Fans also have ralalied around host Electra, saying ” Hotline becomes Electra. Will miss Hotline and Electra’s wonderful presence. The online interactive idea does not appeal to me at all.” and “What a disgrace, axing Hotline. Electra is wonderful and is a great credit to SBS. Please do not remove Hotline. The new directions that SBS are taking is completely undermining the once great broadcaster you were.”

7 Responses

  1. I understand that removing hotline is a financial saving to SBS.

    It seems to me however that the very valuable audience feedback from its very own customers is still possible but noone knows if it just gets dumped in the bin!

    Feedback should be encouraged I would think it makes good commercial sense.
    market surveying for little cost.
    the audience avoids the other commercial networks like the plague for bad content and intrusive advertising and loud attention-getting volume variations (listen to any TV news service) .
    It would be most unwise for SBS to copy them.

    The advertising that SBS now uses is becoming more intrusive by the month in my experience.
    Especially when the same ads are aired within sequential ad breaks.It is overkill and becoming irritating rather than just tolerable.

    Maybe the advertisers could take note.To put it in the vernacular pissed off customers don’t make good purchasers.

    Also program announcements are in the same category-why tell the viewer
    6 times throughout every half hour what is coming up in 2 days time?
    I guess the content has been created by others to fit into the other networks time frames so if ads on SBS were not repetitious there would be a content vacuum.

  2. i have an email here i want to send to george negus at dateline,i have tried with the one you put up for dateline but it won’t work,the email is about south assettia,my lady friend is a russian doctor,who has been there just after conflick there,a few weeks ago,can someone help me here,so i can send this email off to get to george

  3. It appears that SBS has been taken over by commercial interest and until they go (which is likely to be never) it’s all downhill from here, until broadcast TV is made redundant by downloading content from the internet.

    SBS was a refuge from ads for me and my bitterness has still not decreased, if I want to watch something on SBS now I tape it.
    I’m amazed they still play documentaries during primetime, it’s only a matter of time until their crop of Australian infotainment/reality shows take over seven days a week.

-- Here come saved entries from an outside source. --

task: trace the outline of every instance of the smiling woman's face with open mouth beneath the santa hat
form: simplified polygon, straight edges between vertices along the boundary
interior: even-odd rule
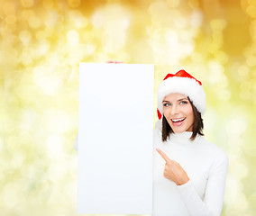
[[[163,115],[175,133],[192,131],[194,113],[187,96],[179,93],[168,94],[163,99]]]

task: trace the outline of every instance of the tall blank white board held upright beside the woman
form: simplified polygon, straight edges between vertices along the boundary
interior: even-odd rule
[[[153,65],[80,63],[78,213],[151,214]]]

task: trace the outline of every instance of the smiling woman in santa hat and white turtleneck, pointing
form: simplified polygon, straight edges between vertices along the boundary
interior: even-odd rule
[[[185,70],[158,89],[154,130],[153,216],[220,216],[228,157],[206,141],[202,84]]]

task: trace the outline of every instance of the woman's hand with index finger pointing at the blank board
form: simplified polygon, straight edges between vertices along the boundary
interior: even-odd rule
[[[165,160],[165,170],[163,175],[177,185],[185,184],[189,180],[185,170],[176,162],[171,160],[160,148],[157,148],[160,156]]]

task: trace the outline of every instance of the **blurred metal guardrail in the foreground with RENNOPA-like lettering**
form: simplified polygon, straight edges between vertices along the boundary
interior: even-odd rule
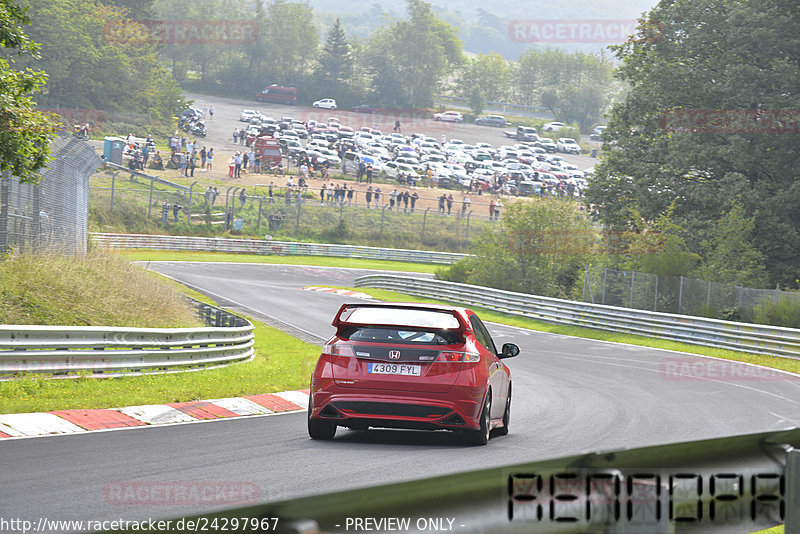
[[[785,521],[796,533],[799,446],[794,428],[589,452],[175,519],[167,530],[235,520],[282,534],[733,534]]]

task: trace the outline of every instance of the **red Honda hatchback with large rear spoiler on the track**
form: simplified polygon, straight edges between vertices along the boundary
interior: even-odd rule
[[[411,303],[344,304],[311,376],[308,433],[336,428],[454,430],[485,445],[508,433],[511,373],[471,310]]]

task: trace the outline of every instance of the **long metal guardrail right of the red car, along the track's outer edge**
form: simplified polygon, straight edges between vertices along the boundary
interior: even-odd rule
[[[367,275],[356,278],[355,285],[481,306],[548,323],[800,358],[800,330],[791,328],[617,308],[410,276]]]

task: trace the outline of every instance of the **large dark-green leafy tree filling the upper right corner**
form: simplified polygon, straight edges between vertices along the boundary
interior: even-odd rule
[[[612,109],[588,201],[616,228],[627,227],[632,209],[654,220],[675,203],[693,250],[740,202],[770,284],[793,284],[800,263],[797,130],[748,131],[735,120],[800,107],[800,7],[790,0],[663,2],[647,19],[659,21],[657,39],[614,47],[630,91]],[[703,110],[729,110],[722,115],[729,127],[669,127],[676,114]]]

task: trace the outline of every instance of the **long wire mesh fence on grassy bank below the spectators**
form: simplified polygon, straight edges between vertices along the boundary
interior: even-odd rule
[[[143,184],[141,177],[136,178]],[[367,202],[363,191],[337,196],[319,190],[273,187],[248,187],[250,195],[240,195],[243,188],[229,187],[214,193],[208,189],[192,191],[166,190],[131,186],[129,180],[117,178],[112,187],[91,188],[92,205],[148,219],[170,233],[194,232],[234,235],[270,235],[275,239],[320,240],[393,246],[401,248],[434,247],[438,250],[464,251],[470,240],[485,227],[499,224],[490,219],[479,204],[453,202],[443,209],[438,202],[421,207],[421,202],[405,203],[385,192]],[[423,195],[427,191],[420,191]],[[424,197],[422,197],[424,198]],[[186,222],[190,226],[186,226]]]

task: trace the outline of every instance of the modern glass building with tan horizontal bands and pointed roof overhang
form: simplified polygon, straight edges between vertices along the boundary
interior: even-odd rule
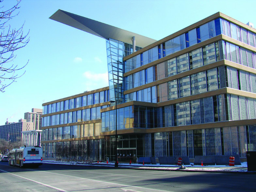
[[[106,39],[109,87],[43,104],[44,159],[115,160],[116,129],[119,161],[256,150],[256,29],[218,12],[156,41],[50,18]]]

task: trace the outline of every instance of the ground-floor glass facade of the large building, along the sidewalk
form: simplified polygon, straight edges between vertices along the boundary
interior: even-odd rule
[[[118,158],[143,156],[194,158],[197,155],[246,157],[246,151],[256,150],[255,132],[256,125],[247,125],[130,136],[120,135],[118,136]],[[107,137],[105,140],[44,143],[42,145],[43,156],[63,161],[82,162],[112,159],[115,156],[114,150],[112,148],[104,150],[104,148],[114,145],[114,140],[114,137]]]

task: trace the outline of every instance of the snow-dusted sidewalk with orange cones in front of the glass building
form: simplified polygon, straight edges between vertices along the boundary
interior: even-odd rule
[[[114,162],[100,162],[100,163],[78,163],[78,162],[57,162],[57,161],[43,161],[43,163],[51,164],[65,164],[65,165],[79,165],[79,166],[92,166],[92,167],[114,167]],[[137,164],[137,163],[119,163],[119,168],[132,168],[132,169],[147,169],[147,170],[164,170],[164,171],[187,171],[187,172],[218,172],[218,173],[256,173],[256,171],[247,170],[247,162],[243,162],[242,165],[237,166],[225,166],[225,165],[214,165],[214,166],[194,166],[184,165],[185,169],[179,169],[177,165],[149,165],[149,164]]]

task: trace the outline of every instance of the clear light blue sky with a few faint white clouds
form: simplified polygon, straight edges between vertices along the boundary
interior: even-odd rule
[[[4,0],[8,7],[16,0]],[[256,1],[22,0],[13,28],[24,22],[30,41],[16,52],[25,67],[17,82],[0,92],[0,125],[17,122],[42,103],[108,86],[105,40],[50,20],[58,9],[160,40],[218,11],[256,27]]]

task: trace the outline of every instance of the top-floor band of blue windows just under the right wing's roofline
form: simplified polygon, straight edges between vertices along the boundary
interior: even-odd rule
[[[223,34],[225,36],[231,37],[232,39],[241,41],[250,46],[256,47],[256,34],[243,28],[238,25],[232,24],[224,19],[218,18],[214,21],[210,21],[206,24],[200,25],[198,28],[192,29],[178,37],[175,37],[171,40],[168,40],[160,46],[162,48],[162,52],[165,52],[162,56],[168,56],[177,51],[183,50],[187,47],[195,45],[196,43],[200,43],[201,41],[208,40],[217,35]],[[134,56],[124,62],[125,72],[129,72],[133,69],[140,67],[141,65],[146,65],[151,63],[152,59],[148,59],[149,53],[153,53],[153,49],[149,49],[140,56]],[[211,49],[211,47],[208,47]],[[160,51],[161,52],[161,51]],[[210,51],[211,52],[211,51]],[[136,65],[137,59],[143,58],[141,65]],[[156,58],[156,57],[152,57]],[[156,59],[155,59],[156,60]],[[208,57],[208,61],[211,62],[211,56]]]

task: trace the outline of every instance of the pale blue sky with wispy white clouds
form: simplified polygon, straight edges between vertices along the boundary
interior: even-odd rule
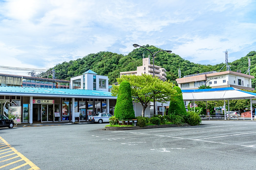
[[[135,43],[205,65],[225,63],[227,50],[232,62],[256,51],[255,9],[255,0],[0,0],[0,66],[47,69],[100,51],[127,55]]]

  4. SBS advises Hotline being dropped was a budgetary decision. They have several new dramas in production and “something had to give.”

  5. For a channel that has signed up for a freedom of speech protocol, SBS certainly doesn’t seem to practise what it preaches! According to Crikey magazine, it seems that management is “investigating” an employee for responding to an invitation by CEO Shaun Brown for staff to voice their concerns and now the last vestiges of freedom of speech have been stripped away by axing that little gem of Aussie TV, Hotline!, (which, by the way,I was told, was the fourth highest rating program for SBS on the week it was axed…)Not even the most commercial of channels would axe a program that was rating that well without an ulterior motive. As for the presenter, Electra… a million times better than that drone Silvio. I hope the channel has the good sense to untilise that bright cheerful lass in some other capacity… but somehow I doubt it…

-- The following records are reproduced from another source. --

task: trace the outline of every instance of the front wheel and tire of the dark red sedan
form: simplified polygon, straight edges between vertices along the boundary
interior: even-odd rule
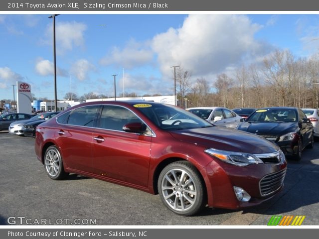
[[[197,169],[187,161],[168,164],[158,181],[160,199],[175,214],[192,216],[206,205],[206,189]]]

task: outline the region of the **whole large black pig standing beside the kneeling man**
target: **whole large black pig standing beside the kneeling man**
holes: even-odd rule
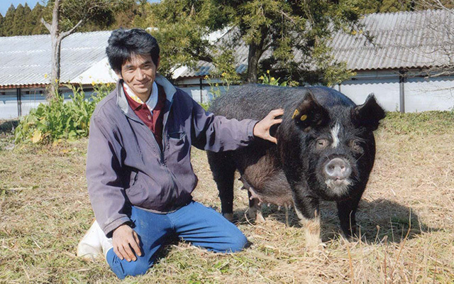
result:
[[[306,246],[320,238],[319,200],[335,201],[345,236],[355,234],[355,212],[375,160],[375,138],[384,110],[371,94],[357,106],[328,87],[272,87],[250,84],[214,100],[209,111],[230,119],[260,120],[284,109],[275,129],[277,145],[256,138],[237,151],[208,152],[222,213],[233,217],[236,170],[248,189],[250,213],[260,203],[293,205],[306,230]]]

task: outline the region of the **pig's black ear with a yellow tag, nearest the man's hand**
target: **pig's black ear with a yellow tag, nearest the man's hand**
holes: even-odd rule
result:
[[[292,119],[303,131],[321,127],[329,119],[328,111],[322,107],[310,91],[306,93],[303,101],[294,110]]]

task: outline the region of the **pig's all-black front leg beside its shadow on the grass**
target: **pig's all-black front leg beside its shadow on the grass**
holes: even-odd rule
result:
[[[350,200],[343,200],[337,202],[338,217],[341,222],[341,229],[347,239],[356,234],[356,209],[360,202],[361,195],[352,197]]]

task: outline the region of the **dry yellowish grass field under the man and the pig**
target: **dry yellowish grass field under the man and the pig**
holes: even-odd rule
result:
[[[84,164],[87,140],[13,148],[0,121],[0,283],[119,283],[104,259],[76,258],[92,224]],[[376,132],[377,160],[360,203],[362,238],[339,236],[336,207],[323,203],[323,251],[304,247],[294,212],[264,207],[265,224],[244,217],[253,245],[233,255],[188,244],[166,248],[146,275],[124,283],[453,283],[454,113],[389,114]],[[194,199],[220,207],[206,155],[194,149]]]

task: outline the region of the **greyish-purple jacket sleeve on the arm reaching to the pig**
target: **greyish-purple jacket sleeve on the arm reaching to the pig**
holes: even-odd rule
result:
[[[207,151],[221,152],[248,146],[254,138],[252,119],[226,119],[206,112],[192,99],[192,145]]]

  6. Thanks SBS for your diverse programming, but don’t let Hotline be a victim on advertising space.

    I encourage everyone to consider emailing SBS and asking them to give consideration towards an online community for this program such as they have done for the shorter Movie Show bits backed by an online community where people are rating movies and stuff!

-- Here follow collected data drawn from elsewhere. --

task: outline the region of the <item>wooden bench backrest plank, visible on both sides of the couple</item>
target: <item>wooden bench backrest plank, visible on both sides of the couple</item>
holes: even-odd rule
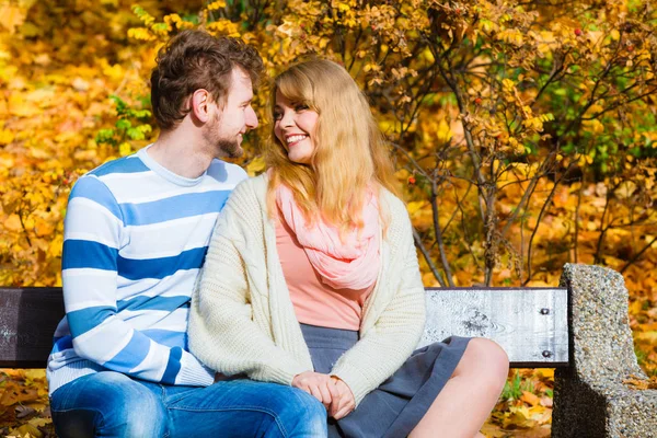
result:
[[[0,288],[0,368],[45,367],[62,315],[61,288]],[[450,335],[496,341],[511,367],[567,366],[567,290],[428,289],[420,345]]]

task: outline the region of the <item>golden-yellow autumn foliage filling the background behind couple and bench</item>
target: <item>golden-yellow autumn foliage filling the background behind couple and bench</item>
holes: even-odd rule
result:
[[[609,266],[657,374],[649,0],[4,0],[0,16],[0,285],[61,284],[71,185],[153,141],[157,50],[201,27],[254,45],[270,77],[313,56],[345,66],[390,141],[426,286],[556,286],[564,263]],[[264,170],[269,87],[239,161],[251,174]],[[549,435],[551,371],[512,371],[488,435]],[[0,422],[47,417],[37,399],[22,419],[0,402]]]

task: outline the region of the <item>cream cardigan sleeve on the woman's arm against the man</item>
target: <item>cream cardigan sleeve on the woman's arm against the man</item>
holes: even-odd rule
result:
[[[244,243],[241,228],[252,227],[258,211],[257,207],[249,211],[247,201],[240,205],[245,189],[239,188],[220,214],[192,297],[189,347],[206,366],[221,373],[245,373],[253,380],[290,385],[295,376],[308,369],[253,321],[245,262],[238,247]]]

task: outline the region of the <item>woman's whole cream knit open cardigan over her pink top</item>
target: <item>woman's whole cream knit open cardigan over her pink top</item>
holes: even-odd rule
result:
[[[224,374],[289,385],[313,366],[278,260],[267,183],[266,174],[242,182],[219,216],[192,298],[189,347]],[[360,339],[331,371],[349,385],[356,404],[408,358],[425,323],[408,214],[385,189],[380,205],[389,218],[381,270],[365,302]]]

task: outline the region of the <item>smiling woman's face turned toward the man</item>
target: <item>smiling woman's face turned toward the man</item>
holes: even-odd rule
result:
[[[290,102],[276,92],[274,134],[288,152],[290,161],[310,164],[315,150],[315,125],[320,115],[303,104]]]

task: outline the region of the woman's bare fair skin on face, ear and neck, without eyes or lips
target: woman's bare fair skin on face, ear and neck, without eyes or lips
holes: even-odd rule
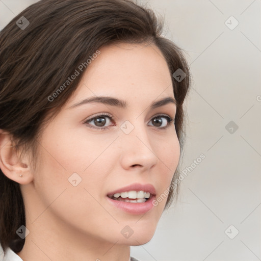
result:
[[[26,208],[30,233],[18,253],[24,261],[128,261],[129,246],[149,242],[163,213],[167,197],[145,215],[134,215],[109,204],[106,195],[139,182],[152,184],[158,197],[170,185],[180,156],[175,126],[161,129],[152,118],[175,118],[176,106],[149,109],[155,100],[174,98],[167,63],[153,45],[122,43],[100,51],[75,93],[45,126],[37,171],[29,157],[18,160],[8,134],[0,136],[0,167],[20,183]],[[69,108],[101,95],[123,99],[128,107],[89,103]],[[84,123],[102,113],[114,118],[106,118],[105,131],[94,121]],[[166,126],[167,120],[160,119]],[[126,120],[134,126],[129,134],[120,128]],[[82,178],[76,187],[68,181],[74,172]],[[121,234],[126,225],[134,231],[128,239]]]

    They could just do the show online, or they could just create a more interactive website for people to express their feelings on programming and submit ideas or something.

    Just an idea!

    – Luke

  7. It is a bit dismal that SBS could not justify keeping a five-minute feedback segment which they will now just fill with advertising. Just another step to SBS becoming a full-scale commercial outfit – and that is a shame.